Oh, I didn't notice this capacitor bug, I changed it to add an enable gate for 2.4 (for context, i created 2.4 after 2.7 b/c i thought 2.7 wasn't obvious enough for some ppl). 2.4 kind of needs the enable pin b/c of how my simulation system works. Yeah, I felt pretty conflicted on the capacitors whilst building, theres actually a note about this in the capacitor info block in later levels, but I couldn't really make a true capacitor compatible with the underlying simulation system I had built (I should have thought it through from the start).

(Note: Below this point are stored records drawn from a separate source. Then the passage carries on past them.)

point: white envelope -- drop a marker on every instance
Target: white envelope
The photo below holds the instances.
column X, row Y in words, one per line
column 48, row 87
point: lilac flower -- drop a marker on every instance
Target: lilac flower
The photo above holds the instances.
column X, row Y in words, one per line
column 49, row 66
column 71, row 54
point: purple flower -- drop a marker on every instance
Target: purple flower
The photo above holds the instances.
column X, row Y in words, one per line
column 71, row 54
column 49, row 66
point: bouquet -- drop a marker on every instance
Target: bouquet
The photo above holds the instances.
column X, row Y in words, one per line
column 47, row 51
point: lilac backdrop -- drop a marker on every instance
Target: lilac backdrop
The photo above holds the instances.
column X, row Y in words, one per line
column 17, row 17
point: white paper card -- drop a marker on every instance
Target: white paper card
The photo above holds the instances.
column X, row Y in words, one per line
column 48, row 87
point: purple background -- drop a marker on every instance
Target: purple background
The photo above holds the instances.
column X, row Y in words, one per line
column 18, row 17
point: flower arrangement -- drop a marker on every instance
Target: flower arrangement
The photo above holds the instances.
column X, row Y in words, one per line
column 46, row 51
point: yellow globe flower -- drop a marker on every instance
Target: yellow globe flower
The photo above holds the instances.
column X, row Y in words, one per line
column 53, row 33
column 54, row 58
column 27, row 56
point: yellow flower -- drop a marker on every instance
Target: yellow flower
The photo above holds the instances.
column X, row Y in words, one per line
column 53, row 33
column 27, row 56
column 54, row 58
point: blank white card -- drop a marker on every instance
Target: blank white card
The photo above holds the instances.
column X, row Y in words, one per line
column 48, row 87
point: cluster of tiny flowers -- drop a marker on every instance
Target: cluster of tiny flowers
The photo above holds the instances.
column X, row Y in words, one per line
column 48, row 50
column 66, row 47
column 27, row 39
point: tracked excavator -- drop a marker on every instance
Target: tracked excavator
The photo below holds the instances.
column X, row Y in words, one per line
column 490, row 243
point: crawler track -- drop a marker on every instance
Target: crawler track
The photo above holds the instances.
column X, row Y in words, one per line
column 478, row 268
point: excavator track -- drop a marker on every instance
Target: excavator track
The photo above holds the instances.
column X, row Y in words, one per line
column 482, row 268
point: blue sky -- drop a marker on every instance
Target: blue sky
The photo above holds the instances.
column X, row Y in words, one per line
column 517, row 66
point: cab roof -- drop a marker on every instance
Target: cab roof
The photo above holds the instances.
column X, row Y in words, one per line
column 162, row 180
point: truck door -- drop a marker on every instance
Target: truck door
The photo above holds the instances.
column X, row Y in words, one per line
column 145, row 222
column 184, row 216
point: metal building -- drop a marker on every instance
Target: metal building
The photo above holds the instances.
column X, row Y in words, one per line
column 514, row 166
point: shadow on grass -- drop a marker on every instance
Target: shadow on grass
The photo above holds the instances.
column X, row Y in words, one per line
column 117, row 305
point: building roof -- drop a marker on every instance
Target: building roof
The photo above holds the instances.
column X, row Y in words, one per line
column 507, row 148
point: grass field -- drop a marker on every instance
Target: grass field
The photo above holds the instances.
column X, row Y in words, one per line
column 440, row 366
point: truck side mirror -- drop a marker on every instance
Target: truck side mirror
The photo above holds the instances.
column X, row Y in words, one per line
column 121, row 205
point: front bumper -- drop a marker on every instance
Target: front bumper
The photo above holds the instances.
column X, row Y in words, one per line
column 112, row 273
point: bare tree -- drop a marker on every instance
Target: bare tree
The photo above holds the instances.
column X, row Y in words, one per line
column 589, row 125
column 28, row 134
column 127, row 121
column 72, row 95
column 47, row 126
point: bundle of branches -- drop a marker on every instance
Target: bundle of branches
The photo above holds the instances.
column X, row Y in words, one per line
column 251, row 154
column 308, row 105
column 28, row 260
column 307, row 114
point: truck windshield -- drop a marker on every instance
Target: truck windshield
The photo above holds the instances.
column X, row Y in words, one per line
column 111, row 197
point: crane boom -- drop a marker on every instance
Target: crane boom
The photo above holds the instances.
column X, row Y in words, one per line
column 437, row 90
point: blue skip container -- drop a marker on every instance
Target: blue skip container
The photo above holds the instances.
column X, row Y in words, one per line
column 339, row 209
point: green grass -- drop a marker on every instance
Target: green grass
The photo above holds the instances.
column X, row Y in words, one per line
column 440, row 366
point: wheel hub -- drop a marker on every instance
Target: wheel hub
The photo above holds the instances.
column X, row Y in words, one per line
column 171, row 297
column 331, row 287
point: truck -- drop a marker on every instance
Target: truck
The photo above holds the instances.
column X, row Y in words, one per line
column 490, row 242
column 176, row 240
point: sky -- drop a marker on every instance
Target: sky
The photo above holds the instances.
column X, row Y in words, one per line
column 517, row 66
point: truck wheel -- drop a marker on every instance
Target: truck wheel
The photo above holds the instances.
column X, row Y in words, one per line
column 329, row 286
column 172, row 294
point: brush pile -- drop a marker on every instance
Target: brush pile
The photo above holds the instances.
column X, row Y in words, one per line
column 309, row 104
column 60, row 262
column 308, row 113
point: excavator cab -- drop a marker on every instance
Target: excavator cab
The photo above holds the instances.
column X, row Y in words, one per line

Ill fix the truth tables bug (i think i know the issue), the stars come from playing in endless mode
I used claude quite a bit, it struggled through a lot of this (wiring and simulation systems in particular), but managed to crank this out, for the graphics i was extremely detailed in terms of what i wanted i'd say
I'm still confused about 2.7 because it says that we have to use WL so that "the bit line (BL) connects to the storage element for reading or writing". But the accepted solution connects to the storage element only for writing, not for reading (the capacitor is always connected to the output for reading).
I would think that if you wanted to make it so that the storage element was connected either for reading or for writing by the WL and otherwise disconnected, you would need two transistors, not just one.
Perhaps this was meant to say "for writing either a 0 or a 1"?
Since we're in feedback mode, 2.16 has no BitLineBar reference to feed to the comparators. I had to cheese the level by connecting the "capacitor" outputs straight to the outputs, and it worked.
On the capacitor though, the capacitor level is weird as you don't build the capacitor charge system with transistors. Though I definitely get that the simulation engine is for digital stuff, not analog :)
Also a general feedback on the time-based challenges: dial them back. A lot. Most of them are just not interesting and have zero learning value. In fact, the "DRAM refresh" one just made me quit the game (clicking on 8 rows to keep them fresh). Okay, 10s is enough, I got the point. No need to hold up for a whole minute. Kinda same for the hex one. However, some of them are good, and the UI for the binary ones is great, especially for the two's complement one!
Small nitpick on the UI: some blocks don't have their connections aligned with the grid, making the wiring OCD-incompatible. But that's minor. It's a shame since the wire routing algorithm works quite well overall, and I'm impressed an LLM could produce that good of an UI!
Otherwise, quite a fun little game, if slow paced when one already knows some bits of digital logic. Keep up!